The new presidency appears to be committed to continuity also regarding the US contribution to the Three Seas Initiative (3SI) Investment Fund. Last October, Keith Krach, the Trump administration’s Undersecretary for Economic Growth, Energy and the Environment announced that the US agreed to pledge up to 1 billion euros to the 3SI, with targeted investments in the transport sector, energy and digital infrastructures.
“While the scale of the contribution is obviously modest and the 3SI Investment Fund is far from being a game-changer at the field of infrastructure development in CEE, through a gradual increase of the US contribution it could provide an alternative to Chinese or Russian loans along with private investment rules for Central and Eastern European governments,” Mr Hegedüs underlines.
After all, as Petr Tůma, visiting fellow with the Atlantic Council’s Future Europe Initiative recalled, Biden was among the strongest supporters of the CEE region’s accession to NATO when the US Congress discussed the issue in the 1990s. He was also Obama’s interlocutor with the Balkans, Central Europe and the Baltics, so he understands the region very well and the opportunities and challenges that come with it.
And currently, most countries from the CEE region are committed to the European Green Deal and are transforming their energy industry towards a low-carbon economy. What role the US investments will play is the big question of future US-CEE relations.

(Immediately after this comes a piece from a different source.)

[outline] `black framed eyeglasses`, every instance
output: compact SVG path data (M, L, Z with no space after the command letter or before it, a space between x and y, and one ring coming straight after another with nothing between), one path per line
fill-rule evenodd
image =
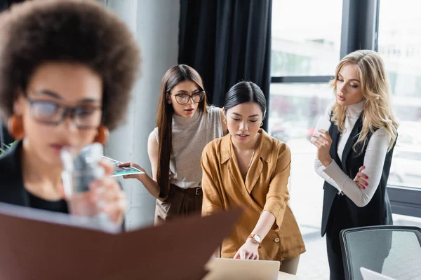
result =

“With even the most coal-heavy economies of the Central and Eastern European region moving toward a more sustainable and future-oriented energy mix, this offers a huge opportunity for US investment and cooperation at the energy field, especially in countries where US energy companies are already at the market and cooperation with them is part of the national energy strategy,” points out Mr Hegedüs.
To him, the opportunities are there from the renewable sector through nuclear energy to LNG, carbon-capture technologies and smart grids.
“The question is how new political dynamics in US-CEE relations can pave the way for US investment in the CEE energy sector and we will be able to see through the next two years how dynamics unfold,” he concludes.